Congratulations! You’ve made the exciting decision to remodel your home. For many people, remodeling is a new and exciting experience, but also intimidating and wrought with fear. With just a bit of preparation and pre-planning you’ll end up with a beautiful home remodel that is also enjoyable.
The Design Phase
Define Your Style
With a plethora of colors, finishes, materials, lighting, and products to choose from, it is recommended that you work with a design professional. Even if you know what you like, you may find it difficult to express it, or struggle with creating a cohesive look across all of the selections or even across the various rooms in your home. A designer can be a wonderful, guiding resource for you.
For many, the design phase is the most fun and engaging part of the remodeling process. For others, it creates stress and worry. The key is to define your style, colors, likes and dislikes even before you start working with a designer.
Be prepared to have many subcontractors walk through your home providing their expertise on various areas of the renovation. They may have a particular question about your house or want to inspect a specific detail, such as where an existing post actually lands, or to measure a particular area for clearance space, etc.
The Construction Phase
Be prepared for dust
This is the time we get down and dirty, literally. Above all else, be prepared for dust! Drywall is dusty, and invasive. Your construction crew will take a variety or precautions, but in the end, you should expect to experience a little dust throughout your remodel.
If you decide to live in the home, which is most common, your morning routine will be disrupted. If possible, plan ahead and adjust your morning ahead an hour, particularly the first week, to avoid a noisy start to your day.
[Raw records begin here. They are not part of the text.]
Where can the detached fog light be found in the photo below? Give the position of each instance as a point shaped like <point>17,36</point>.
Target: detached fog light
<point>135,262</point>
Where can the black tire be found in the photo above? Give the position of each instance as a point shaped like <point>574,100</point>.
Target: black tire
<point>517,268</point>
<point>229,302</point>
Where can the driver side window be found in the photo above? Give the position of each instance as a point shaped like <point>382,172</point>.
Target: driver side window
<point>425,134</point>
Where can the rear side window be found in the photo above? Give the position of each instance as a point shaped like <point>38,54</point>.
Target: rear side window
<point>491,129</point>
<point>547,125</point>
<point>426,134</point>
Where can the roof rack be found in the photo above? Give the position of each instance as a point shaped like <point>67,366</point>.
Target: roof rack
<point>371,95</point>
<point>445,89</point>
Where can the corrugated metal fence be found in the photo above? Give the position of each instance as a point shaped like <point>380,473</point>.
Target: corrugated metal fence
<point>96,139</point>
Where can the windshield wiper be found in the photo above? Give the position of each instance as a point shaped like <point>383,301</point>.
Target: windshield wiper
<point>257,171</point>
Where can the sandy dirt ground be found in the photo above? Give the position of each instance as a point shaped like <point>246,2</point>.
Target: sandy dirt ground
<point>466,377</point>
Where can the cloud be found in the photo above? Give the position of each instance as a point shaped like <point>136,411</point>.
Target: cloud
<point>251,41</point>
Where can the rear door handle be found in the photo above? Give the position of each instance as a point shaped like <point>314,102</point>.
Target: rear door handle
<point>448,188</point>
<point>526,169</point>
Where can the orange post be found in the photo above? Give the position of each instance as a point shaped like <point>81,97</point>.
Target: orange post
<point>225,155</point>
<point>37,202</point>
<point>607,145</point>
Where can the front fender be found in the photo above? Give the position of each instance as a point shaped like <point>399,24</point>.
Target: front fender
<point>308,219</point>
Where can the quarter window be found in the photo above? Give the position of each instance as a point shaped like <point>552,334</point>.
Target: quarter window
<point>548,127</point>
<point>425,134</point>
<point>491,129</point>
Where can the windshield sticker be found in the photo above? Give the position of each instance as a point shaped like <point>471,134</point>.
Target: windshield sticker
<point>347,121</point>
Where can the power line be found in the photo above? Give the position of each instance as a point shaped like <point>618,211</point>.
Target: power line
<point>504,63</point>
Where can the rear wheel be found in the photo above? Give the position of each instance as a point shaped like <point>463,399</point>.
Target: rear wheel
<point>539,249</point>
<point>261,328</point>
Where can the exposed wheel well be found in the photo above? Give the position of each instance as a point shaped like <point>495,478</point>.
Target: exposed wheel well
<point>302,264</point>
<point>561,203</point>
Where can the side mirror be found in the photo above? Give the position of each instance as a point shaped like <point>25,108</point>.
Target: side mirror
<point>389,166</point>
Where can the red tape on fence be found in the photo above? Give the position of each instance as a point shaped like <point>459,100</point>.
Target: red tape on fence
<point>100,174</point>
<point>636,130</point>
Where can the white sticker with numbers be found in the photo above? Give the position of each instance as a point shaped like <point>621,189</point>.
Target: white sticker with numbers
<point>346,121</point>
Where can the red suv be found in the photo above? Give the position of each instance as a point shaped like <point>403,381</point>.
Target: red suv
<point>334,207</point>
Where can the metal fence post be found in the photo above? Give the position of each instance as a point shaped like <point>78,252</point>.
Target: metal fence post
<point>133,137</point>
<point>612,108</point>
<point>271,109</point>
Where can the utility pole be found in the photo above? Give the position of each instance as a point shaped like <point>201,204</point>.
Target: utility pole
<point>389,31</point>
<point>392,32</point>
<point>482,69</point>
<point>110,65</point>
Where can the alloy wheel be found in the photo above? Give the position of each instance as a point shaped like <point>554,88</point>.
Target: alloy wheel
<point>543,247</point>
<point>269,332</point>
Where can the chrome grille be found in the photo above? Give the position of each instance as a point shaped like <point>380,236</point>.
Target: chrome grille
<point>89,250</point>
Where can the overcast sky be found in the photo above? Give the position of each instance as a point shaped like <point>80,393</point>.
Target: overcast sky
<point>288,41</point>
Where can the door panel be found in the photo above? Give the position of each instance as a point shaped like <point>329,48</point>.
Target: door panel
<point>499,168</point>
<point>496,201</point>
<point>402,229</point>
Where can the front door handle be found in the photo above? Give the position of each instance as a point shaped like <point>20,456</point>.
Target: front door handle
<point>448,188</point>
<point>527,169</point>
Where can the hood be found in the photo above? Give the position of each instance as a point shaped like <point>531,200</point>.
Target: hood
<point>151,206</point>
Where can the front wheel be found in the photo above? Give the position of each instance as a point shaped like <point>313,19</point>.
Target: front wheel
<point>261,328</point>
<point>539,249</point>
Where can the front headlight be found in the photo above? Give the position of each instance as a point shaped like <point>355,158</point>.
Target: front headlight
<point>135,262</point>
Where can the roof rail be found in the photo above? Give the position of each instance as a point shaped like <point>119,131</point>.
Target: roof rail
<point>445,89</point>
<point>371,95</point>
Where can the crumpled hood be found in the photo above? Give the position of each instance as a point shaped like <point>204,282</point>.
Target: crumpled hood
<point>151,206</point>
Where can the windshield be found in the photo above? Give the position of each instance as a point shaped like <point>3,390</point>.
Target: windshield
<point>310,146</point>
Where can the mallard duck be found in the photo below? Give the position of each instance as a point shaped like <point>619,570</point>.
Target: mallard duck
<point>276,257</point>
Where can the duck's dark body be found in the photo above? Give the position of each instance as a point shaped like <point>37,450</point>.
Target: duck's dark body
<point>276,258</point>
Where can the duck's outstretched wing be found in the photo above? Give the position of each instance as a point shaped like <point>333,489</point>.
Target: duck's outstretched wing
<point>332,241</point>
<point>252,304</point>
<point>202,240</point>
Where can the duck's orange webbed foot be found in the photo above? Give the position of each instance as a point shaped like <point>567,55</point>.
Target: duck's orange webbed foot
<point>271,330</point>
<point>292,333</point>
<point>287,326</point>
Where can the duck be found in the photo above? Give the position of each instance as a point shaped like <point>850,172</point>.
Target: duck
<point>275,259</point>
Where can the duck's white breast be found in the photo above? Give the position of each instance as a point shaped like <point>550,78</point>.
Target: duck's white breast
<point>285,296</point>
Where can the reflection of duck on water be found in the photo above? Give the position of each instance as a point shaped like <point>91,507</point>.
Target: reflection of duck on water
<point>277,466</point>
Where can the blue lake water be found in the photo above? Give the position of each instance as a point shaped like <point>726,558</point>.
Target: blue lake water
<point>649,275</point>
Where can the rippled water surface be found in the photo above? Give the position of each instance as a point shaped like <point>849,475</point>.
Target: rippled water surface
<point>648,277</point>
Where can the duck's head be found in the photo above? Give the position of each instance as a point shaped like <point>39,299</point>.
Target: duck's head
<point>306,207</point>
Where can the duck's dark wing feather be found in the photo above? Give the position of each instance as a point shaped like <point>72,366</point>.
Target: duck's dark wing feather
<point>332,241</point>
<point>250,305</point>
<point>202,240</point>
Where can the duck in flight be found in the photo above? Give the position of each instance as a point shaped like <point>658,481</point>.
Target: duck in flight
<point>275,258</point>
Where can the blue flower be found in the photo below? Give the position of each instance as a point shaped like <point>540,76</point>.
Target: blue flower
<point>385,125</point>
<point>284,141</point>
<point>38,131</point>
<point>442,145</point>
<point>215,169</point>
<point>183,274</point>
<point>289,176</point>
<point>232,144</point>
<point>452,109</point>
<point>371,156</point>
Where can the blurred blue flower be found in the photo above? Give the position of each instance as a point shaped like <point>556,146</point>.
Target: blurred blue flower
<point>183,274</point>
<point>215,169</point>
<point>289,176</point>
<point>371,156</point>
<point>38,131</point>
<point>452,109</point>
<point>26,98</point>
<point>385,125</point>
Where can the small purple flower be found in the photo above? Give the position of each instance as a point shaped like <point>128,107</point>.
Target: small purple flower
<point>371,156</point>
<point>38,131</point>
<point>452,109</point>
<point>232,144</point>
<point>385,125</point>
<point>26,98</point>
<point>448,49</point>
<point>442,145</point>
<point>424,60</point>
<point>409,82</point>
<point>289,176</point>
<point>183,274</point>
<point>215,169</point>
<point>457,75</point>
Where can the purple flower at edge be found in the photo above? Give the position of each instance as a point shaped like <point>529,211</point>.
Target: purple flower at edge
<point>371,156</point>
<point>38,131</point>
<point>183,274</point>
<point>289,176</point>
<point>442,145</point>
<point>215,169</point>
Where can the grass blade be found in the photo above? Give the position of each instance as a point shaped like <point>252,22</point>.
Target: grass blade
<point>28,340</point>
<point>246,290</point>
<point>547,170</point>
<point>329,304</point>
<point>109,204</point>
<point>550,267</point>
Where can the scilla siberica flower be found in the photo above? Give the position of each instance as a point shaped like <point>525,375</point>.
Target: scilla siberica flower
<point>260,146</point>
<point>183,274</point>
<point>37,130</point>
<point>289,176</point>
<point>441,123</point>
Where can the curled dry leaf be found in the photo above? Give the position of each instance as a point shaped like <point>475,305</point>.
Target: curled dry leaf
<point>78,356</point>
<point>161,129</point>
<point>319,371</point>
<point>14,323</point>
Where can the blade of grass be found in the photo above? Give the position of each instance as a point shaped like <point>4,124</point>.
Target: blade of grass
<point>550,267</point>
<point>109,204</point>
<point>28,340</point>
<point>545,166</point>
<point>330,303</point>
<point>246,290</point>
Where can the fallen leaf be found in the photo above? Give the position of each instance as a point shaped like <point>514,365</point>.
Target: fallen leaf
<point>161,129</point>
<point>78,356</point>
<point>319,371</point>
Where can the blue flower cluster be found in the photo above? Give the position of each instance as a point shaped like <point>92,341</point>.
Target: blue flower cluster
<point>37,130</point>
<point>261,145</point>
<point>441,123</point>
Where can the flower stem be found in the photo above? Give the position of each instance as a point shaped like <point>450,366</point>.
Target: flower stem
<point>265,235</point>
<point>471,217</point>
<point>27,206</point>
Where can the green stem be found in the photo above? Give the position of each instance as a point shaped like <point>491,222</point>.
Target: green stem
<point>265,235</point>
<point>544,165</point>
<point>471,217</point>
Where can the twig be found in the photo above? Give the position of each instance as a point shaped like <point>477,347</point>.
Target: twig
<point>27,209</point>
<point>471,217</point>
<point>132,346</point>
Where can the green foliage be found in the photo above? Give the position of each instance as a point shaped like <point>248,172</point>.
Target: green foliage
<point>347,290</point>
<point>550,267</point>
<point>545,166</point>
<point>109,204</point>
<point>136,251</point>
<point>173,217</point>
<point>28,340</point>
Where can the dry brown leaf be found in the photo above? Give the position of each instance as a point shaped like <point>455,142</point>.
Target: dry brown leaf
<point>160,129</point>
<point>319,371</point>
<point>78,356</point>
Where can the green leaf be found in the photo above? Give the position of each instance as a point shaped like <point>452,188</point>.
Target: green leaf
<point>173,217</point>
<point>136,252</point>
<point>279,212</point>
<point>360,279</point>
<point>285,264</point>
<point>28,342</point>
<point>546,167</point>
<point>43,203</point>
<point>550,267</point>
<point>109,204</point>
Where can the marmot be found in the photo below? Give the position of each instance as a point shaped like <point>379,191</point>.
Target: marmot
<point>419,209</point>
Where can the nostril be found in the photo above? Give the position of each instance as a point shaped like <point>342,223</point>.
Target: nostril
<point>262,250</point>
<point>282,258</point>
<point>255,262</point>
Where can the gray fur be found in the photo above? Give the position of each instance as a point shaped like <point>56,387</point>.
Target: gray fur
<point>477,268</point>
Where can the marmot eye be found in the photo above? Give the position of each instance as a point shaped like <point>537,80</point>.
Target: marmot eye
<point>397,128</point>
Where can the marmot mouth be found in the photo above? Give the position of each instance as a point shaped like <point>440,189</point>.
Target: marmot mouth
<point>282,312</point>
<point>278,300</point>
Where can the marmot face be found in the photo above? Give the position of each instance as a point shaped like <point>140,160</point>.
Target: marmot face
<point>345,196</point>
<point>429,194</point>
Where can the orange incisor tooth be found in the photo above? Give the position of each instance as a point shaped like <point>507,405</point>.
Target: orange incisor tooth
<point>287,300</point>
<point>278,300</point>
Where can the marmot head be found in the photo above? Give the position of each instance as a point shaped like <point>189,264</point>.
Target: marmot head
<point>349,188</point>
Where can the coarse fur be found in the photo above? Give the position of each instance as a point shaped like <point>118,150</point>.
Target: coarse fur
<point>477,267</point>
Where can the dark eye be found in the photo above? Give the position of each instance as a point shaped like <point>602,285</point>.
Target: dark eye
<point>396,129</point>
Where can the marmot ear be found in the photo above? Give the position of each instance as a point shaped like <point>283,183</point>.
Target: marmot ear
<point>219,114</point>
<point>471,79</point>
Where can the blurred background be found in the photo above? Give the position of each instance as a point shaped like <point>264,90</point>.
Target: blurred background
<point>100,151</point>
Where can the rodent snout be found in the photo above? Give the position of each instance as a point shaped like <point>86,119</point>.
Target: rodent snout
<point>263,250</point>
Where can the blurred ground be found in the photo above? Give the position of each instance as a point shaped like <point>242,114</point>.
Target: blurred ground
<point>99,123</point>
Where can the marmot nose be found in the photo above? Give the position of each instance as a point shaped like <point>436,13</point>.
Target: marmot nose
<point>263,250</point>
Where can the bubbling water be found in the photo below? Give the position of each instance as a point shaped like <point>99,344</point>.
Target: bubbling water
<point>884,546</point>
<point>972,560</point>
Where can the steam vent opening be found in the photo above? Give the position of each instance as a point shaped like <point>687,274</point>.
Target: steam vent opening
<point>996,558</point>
Speaking of noise, unfortunately, construction is surprisingly noisy. It might seem obvious, but construction will often go on for hours and hours at a time. If you work at home, plan some time away in a quiet place— a library or coffee shop, for example.
Have a Pet Plan
If you have a furry friend, your pet will require a plan. Dogs tend to get stressed out with all of the noise and will bark more than usual. They can get antsy, and may get scared. A plan for keeping them in a separate area with solid boundaries will be important.
Indoor cats require the same planning. The construction crew won’t be able to protect your cat from escaping outdoors. Before your remodel begins, start feeding your cat in a new location, and moving the litter box to the same location. Outdoor cats will also benefit from eating in a new location. It can even help to move their feeding time well into the evening when construction stops for the day. Lastly, birds are very sensitive to dust, so be sure to plan accordingly, protecting your feathered friend from any damaging effects of dust during construction.
Take the Time
The production crew will need to meet with you on a regularly scheduled basis to keep you up-to-date on your home’s remodeling progress. Be flexible and work these meetings into your day.
Set Aside a Budget for Unknown Conditions
It is best to leave a comfortable cushion in the budget for unknown conditions, which usually surface during or shortly after demolition. Ask your contractor what types of discoveries are likely to occur for your particular job. For example, bathrooms typically have dry rot, kitchens have pipes in the wrong places, roofs have leaks, and older homes can have sub-standard framing, etc.
Plan for Extra Landscaping
Landscaping repairs will be required if you are doing an addition. If this is not part of your construction contract, having a plan in place to put it all back together is a good idea.
Sometimes there is a particular aspect of a project that for one reason or another simply cannot be completed in a timely manner. For instance, shower glass can’t be measured until the tile is in place, and the tile is one of the last items to be installed. There is often an unavoidable lead time for shower glass, so there may be a period where nothing is happening, and everyone is waiting for the shower glass to be fabricated and installed. In other words, expect a few delays caused by the natural order of things.
Also, at the end of your project, you can expect one or two punch-list items to take longer to resolve than anything else, whether it is a broken tile or fixture that needs to be replaced. The important thing is getting the final details right, even if it takes a little longer.
The unexpected is unpredictable, but it doesn’t have to derail you. If you budget extra time, money and patience for your project, you’ll be set for whatever issues might come your way.